Environmental Protection

EPA Assumes Cleanup of Greka's Gato Ponds

Greka Oil and Gas, Inc. has failed to meet multiple clean-up deadlines set by the U.S. Environmental Protection Agency at its Gato Ponds lease. As a result, EPA has assumed control of a portion of clean-up activities at Gato Ponds, located at 6057 Palmer Road in Santa Maria, Calif., according to an Oct. 1 press release.

"This is the third time the EPA has had to take over clean-up activities because Greka failed to meet reasonable standards," said Daniel Meer, assistant director for the Emergency Response, Preparedness and Prevention Branch of the Superfund Division in the EPA's Pacific Southwest region. "We have given Greka Oil and Gas every opportunity to effectively conduct this cleanup under federal oversight, but they have failed to meet our deadlines. Efficient cleanup is especially important as we approach the rainy season."

EPA is taking over the most critical activities, and the federal government will then seek reimbursement of those costs from Greka.

The agency first assumed clean-up responsibilities from Greka in 2005 following the first Zaca lease spill. EPA stepped in again to assume cleanup from Greka earlier this year following their Bell lease spill because the company repeatedly failed to meet federal standards.

EPA ordered Greka to mitigate the hazards at Gato ponds due to their close proximity to Cat Canyon Creek.
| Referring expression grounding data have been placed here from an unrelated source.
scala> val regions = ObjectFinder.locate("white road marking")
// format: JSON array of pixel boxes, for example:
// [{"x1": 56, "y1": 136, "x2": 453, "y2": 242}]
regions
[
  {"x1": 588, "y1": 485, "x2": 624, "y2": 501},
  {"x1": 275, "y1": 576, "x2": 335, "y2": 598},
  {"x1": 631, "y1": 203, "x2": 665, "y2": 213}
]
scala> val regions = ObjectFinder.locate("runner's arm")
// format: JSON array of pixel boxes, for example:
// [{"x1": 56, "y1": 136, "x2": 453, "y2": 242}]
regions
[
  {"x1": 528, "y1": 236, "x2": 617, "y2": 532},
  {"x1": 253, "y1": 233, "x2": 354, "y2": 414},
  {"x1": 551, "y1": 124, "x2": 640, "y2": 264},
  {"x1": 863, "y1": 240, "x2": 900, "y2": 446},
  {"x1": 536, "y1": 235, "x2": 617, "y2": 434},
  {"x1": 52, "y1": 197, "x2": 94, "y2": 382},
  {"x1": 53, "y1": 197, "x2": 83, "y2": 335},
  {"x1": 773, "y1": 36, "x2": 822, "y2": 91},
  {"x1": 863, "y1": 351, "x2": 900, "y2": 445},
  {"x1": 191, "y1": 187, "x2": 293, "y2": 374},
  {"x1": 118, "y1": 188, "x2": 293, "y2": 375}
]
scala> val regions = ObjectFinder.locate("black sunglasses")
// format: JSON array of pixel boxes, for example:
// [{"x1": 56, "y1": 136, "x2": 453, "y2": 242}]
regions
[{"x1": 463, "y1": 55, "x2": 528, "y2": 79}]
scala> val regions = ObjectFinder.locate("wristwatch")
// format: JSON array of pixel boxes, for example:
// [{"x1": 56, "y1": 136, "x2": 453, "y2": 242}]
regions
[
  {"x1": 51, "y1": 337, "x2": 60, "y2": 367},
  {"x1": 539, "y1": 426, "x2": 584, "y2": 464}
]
The ponds were leaking in multiple locations and posed an extreme hazard for a spill. There are several drainage pathways leading from Gato ponds to the riparian habitat next to the creek and then into the creek itself. The creek flows to the Santa Maria River, which flows to the Pacific Ocean. Downstream from the Gato Ponds, the creek is the home to threatened and endangered species.
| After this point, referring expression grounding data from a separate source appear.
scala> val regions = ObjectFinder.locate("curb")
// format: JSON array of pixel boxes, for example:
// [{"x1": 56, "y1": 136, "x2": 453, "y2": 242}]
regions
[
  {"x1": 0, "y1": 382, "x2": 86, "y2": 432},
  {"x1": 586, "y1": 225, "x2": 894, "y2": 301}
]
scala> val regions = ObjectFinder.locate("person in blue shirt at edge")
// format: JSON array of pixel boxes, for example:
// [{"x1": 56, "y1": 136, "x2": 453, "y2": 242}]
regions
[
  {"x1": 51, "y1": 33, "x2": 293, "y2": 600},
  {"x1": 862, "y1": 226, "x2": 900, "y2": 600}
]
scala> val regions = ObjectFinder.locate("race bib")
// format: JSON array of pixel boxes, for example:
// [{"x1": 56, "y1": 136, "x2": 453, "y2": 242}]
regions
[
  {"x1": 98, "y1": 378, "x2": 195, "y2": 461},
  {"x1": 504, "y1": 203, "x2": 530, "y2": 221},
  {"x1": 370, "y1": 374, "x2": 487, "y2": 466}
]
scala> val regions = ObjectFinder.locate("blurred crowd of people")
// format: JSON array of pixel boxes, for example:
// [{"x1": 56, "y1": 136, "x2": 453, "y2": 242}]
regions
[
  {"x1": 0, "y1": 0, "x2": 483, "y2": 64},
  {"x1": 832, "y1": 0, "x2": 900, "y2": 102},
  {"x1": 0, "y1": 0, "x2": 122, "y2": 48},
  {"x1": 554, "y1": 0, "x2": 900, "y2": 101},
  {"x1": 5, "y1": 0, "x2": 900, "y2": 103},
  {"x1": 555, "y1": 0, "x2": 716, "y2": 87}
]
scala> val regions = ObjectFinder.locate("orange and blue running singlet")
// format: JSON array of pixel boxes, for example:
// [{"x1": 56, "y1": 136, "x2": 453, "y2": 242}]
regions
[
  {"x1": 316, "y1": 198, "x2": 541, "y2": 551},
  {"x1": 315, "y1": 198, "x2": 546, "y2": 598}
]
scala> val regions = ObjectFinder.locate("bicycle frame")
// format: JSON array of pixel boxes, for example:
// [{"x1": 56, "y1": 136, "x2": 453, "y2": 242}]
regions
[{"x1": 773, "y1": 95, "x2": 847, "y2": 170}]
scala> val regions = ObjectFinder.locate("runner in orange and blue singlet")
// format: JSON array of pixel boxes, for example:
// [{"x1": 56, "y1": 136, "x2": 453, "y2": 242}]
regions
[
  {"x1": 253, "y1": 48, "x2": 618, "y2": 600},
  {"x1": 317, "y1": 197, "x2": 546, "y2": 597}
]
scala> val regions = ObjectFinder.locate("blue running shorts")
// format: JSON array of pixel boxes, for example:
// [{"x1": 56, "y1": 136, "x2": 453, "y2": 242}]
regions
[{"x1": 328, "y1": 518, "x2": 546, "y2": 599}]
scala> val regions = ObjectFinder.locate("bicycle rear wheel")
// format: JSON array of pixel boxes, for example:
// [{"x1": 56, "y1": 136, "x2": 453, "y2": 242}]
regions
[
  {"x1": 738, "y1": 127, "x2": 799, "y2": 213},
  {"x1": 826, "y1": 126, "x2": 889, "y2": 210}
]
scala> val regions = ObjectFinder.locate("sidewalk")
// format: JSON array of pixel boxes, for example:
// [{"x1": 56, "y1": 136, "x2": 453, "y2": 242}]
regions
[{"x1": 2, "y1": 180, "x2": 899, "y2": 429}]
EPA is taking this action because Greka Oil and Gas, Inc. violated the "Order for Removal, Mitigation, and Prevention of a Substantial Threat of Oil Discharge," Docket No. OPA 311-09-2008-0005. In a letter dated Aug. 7, 2008, EPA amended the order to include multiple deadlines for different stages of work. Greka has failed to meet these deadlines.

Greka may face fines and penalties pursuant to order, for the violations. The law allows for fines of up to $32,500 per day, for each violation.